The broader/commercial impacts of this Small Business Innovation Research (SBIR) Phase I project include the development of a gene therapy platform that will allow the use of genetic therapeutics in areas beyond rare diseases, tackling large unmet clinical needs such as diabetes, osteoarthritis, and autoimmune diseases. The project will also enable significant reductions in the costs of gene therapies and protein-based therapeutics.

Finally, the development of the proposed platform technology will enable the production of medical treatments that are injected less frequently, produce a potentially more optimal treatment profile, and prevent complications related to missed doses or therapeutic overdose. The societal and commercial impacts of this technology are significant, as the proposed technology could greatly expand the potential of gene therapy, while replacing other biologic-based therapies with a lower cost alternative.

The technology has significant commercial value but is, at the same time, able to greatly reduce societal medical costs associated with current treatment approaches.

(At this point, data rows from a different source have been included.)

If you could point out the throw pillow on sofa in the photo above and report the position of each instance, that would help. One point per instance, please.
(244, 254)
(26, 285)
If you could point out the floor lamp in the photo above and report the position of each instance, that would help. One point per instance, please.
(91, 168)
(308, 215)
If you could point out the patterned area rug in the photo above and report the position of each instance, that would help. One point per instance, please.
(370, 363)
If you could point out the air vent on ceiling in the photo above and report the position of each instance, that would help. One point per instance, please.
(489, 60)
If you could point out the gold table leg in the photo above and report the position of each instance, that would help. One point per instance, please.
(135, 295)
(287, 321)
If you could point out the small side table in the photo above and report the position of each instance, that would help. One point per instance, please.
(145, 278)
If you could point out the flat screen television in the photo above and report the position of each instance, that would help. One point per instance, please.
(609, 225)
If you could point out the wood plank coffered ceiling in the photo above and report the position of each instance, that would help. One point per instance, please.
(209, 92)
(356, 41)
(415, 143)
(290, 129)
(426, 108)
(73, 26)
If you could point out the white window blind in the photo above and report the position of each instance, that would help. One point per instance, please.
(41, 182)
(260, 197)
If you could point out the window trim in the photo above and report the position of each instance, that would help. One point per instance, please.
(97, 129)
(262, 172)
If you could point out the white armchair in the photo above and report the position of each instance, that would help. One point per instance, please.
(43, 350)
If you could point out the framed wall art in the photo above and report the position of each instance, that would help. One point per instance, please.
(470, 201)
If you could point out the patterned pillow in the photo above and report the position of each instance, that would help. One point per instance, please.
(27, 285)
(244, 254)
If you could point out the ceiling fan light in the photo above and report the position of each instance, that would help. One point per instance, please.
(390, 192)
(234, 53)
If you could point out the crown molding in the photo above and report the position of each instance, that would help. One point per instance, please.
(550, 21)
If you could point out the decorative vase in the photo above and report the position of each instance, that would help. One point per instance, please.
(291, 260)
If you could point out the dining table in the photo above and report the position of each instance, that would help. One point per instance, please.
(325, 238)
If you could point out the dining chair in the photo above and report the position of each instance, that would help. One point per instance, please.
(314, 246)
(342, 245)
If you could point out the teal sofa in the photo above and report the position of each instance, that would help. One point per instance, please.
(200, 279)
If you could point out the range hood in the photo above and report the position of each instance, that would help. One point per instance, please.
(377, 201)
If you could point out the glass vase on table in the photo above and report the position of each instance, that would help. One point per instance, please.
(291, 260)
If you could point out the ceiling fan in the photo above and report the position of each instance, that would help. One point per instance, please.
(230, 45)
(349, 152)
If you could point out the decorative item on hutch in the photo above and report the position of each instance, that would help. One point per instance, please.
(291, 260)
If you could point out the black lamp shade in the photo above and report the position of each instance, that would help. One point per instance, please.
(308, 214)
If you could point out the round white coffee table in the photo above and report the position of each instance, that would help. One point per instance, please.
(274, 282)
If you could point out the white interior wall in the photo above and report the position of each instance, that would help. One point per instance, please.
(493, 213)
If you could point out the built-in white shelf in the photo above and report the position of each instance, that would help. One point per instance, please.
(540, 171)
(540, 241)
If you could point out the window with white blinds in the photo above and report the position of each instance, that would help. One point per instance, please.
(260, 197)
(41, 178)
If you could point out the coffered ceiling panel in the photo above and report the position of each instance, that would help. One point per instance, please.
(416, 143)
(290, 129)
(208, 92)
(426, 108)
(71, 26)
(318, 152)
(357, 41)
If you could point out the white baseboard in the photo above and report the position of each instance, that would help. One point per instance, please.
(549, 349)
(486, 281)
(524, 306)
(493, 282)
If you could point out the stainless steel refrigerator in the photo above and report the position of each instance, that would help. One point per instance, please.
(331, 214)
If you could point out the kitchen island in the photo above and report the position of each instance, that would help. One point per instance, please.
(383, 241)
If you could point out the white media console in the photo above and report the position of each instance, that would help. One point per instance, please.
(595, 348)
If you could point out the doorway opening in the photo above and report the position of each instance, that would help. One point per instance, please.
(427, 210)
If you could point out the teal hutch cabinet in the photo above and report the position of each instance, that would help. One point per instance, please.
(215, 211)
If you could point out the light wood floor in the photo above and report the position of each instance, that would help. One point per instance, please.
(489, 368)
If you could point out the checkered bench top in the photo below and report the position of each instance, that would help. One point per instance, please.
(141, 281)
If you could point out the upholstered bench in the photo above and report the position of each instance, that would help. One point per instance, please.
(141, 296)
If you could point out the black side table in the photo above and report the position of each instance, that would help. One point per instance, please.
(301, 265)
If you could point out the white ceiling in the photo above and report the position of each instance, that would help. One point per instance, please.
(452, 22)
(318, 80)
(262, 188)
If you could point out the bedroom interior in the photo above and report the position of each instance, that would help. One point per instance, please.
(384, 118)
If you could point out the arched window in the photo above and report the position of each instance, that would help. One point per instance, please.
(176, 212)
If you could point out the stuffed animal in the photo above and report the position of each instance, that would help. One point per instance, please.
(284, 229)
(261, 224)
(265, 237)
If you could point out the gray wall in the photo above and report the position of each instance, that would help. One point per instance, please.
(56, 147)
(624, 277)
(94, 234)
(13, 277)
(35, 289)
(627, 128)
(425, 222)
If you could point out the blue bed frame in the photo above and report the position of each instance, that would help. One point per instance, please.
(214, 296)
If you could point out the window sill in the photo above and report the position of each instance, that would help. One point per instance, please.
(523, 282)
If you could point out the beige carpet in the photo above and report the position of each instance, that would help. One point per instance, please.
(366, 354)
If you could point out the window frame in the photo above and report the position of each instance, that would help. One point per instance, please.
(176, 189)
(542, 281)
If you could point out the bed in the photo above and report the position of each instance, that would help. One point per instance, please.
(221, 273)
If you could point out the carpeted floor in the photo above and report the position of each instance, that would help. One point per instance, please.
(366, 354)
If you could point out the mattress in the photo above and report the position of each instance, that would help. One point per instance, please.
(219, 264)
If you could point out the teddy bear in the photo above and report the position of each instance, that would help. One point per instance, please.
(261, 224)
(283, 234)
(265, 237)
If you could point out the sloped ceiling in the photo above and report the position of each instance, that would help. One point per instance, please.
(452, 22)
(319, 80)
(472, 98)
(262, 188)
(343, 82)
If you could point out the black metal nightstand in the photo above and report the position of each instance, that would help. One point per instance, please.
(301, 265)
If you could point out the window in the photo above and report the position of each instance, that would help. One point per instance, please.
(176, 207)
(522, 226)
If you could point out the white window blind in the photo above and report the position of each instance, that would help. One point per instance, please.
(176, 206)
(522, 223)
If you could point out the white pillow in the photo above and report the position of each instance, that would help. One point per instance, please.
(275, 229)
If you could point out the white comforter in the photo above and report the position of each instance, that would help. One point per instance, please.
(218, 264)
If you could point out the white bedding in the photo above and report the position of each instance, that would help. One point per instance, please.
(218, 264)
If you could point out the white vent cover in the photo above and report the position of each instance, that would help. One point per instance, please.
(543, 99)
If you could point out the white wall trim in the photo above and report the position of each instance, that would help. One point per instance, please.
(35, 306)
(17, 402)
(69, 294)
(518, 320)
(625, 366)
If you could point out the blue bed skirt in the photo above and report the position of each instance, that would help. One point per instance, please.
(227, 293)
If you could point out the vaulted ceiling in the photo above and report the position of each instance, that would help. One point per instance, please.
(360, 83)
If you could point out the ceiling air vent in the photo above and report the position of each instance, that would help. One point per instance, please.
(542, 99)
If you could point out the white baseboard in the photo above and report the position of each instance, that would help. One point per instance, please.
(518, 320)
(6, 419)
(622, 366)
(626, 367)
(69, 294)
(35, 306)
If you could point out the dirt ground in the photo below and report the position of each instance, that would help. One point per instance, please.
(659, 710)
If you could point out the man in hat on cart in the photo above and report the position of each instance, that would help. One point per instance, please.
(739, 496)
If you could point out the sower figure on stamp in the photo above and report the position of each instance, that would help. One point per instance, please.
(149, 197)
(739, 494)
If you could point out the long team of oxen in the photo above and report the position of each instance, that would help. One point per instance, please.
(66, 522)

This project develops a dose-adjustable gene therapy mechanism that can be used to up- or down-regulate a gene therapy dose, following initial administration. Despite recent advances and regulatory approvals, gene therapy remains limited due to its inherent shortcomings in dose adjustment – once a gene therapy dose is administered, it cannot be increased or decreased by secondary intervention.

On the other hand, many therapeutics require adjustment of the initially prescribed dose over a period of weeks or months to optimize the efficacy and side-effects profile. This project aims to develop and characterize the first, fully adjustable gene therapy, capable of predictable post-treatment dose adjustment. To accomplish this, a number of technological hurdles will be addressed as part of the project including non-viral delivery of genetic material to human cells, the ability to control the gene expression in a predictable and measurable manner, and the assurance that any adjustability is safe to the patient organs, tissues, and cells that neighbor the treatment area.

This award reflects NSF's statutory mission and has been deemed worthy of support through evaluation using the Foundation's intellectual merit and broader impacts review criteria.